Like to hear some thoughts on just how the trigger works.
I see it as being at least two pieces and I think that I can see two pins.

What thoughts?
363348.jpg
 
CB,

the long bar over the top is the actal sear. If you study the pic, you can see its linked to the trigger. When the trigger is pulled the sar bar rotates and lifts up at the forward end. the mainspring and sear spring are just ahead of the trigger. The mainspring, I assume is pushing down on a hook, that is on the back of the hammer.

Really a sweet lil' piece of work!

Respect Always
Metalshaper
 
Thanks, I see all that, but what intrigues me is the actual trigger which seems to me to be in at least two pieces.
There looks to be a swell in the frame around the trigger and back of the trigger there appears to be a pin and also a pin in the trigger immediately under the frame as if the link to the sear is pivoted on the trigger.

I'm doing a drawing of a percussion version and if I can fathom out how to work the scanner I'll post it, otherwise I'll take a photo.

I think that this lock would be a nice one to build.
 
Without having the lock in my hands, it's just a guess but first I'll say I don't believe that there is a pin for a link on the back area of the trigger. If there were a pin or hinge joint at that location, and the large piece extending upwards thru the triggerplate towards the sear arm were itself a link, then I don't understand why there was a need for the small link connecting it at the top to the sear arm.

I believe the trigger and the material above the triggerplate is all one piece and it extends all the way thru the triggerplate up to the small link attaching it to the sear bar.
I also think the trigger extends back to some point behind the small pin that looks to be about 1/2 inch behind the trigger and is going thru the triggerplate.
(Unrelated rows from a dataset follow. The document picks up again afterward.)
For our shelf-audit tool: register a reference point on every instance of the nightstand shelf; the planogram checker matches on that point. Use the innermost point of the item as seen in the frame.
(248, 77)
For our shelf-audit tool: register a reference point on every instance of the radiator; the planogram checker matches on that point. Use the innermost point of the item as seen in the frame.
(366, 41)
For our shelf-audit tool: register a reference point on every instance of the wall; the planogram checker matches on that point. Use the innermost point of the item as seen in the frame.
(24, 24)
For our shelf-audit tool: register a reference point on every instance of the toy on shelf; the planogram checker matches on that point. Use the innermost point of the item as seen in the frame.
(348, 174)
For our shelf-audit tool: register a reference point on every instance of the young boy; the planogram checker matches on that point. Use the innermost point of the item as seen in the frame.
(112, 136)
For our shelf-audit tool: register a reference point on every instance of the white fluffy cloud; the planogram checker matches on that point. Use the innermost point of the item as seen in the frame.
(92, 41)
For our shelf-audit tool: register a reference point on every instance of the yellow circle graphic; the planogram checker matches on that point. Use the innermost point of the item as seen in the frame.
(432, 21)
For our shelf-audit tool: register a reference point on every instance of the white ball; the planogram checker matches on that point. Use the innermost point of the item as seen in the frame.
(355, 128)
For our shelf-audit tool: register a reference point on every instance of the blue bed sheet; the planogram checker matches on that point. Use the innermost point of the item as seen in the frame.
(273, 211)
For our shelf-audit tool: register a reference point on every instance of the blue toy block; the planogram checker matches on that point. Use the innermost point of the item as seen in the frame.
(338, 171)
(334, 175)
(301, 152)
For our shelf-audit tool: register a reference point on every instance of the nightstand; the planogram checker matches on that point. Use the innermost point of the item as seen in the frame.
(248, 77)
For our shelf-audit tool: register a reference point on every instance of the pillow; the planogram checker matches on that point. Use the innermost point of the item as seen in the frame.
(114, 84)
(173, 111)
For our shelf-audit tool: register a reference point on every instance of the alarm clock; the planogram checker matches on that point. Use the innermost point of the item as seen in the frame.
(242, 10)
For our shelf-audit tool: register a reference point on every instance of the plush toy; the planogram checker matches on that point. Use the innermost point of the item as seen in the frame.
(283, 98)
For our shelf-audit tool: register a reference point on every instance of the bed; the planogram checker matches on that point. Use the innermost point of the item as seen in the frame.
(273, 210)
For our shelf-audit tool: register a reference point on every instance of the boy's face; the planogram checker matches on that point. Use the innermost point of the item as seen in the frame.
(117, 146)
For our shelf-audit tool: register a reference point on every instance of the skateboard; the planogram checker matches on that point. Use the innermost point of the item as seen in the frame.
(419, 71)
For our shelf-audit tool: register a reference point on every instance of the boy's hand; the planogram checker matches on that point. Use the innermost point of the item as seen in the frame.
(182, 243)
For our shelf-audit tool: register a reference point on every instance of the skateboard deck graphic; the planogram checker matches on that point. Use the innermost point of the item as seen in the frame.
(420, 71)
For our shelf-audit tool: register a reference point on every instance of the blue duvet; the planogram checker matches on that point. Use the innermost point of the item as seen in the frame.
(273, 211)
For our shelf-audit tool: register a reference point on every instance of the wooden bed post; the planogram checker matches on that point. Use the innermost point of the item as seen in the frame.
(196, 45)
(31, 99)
This, I believe, is the pivot for the trigger.
This arrangement will cause the trigger, the small upper link and the sear bar to rotate downwards when the trigger is pulled.
As the rear of the sear bar rotates downward, it pivots on the forward pin which raises the sear nose upward, away from the cocks half cock or full cock notch.

The "upper" blade of the spring forces the sear bar upwards causing the sear nose to engage the cocks notches. This movement raises the rear area of the sear arm which in effect, makes it the trigger spring.

Just a guess, but it works in my mind. :)
 
I was thinking the trigger and the dark blue section you have connected to it via a pin were one piece.
 
GMWW,

I agree, I've looked over the photo.. I've copied it into photshop and mucked about with it.. I think, what was beleived to be a pin is nothing more than a spot of corrosion or a scritch on the negative?
I see no reason to have the trigger in two pieces,when its linked and pivots independantly of the sear bar..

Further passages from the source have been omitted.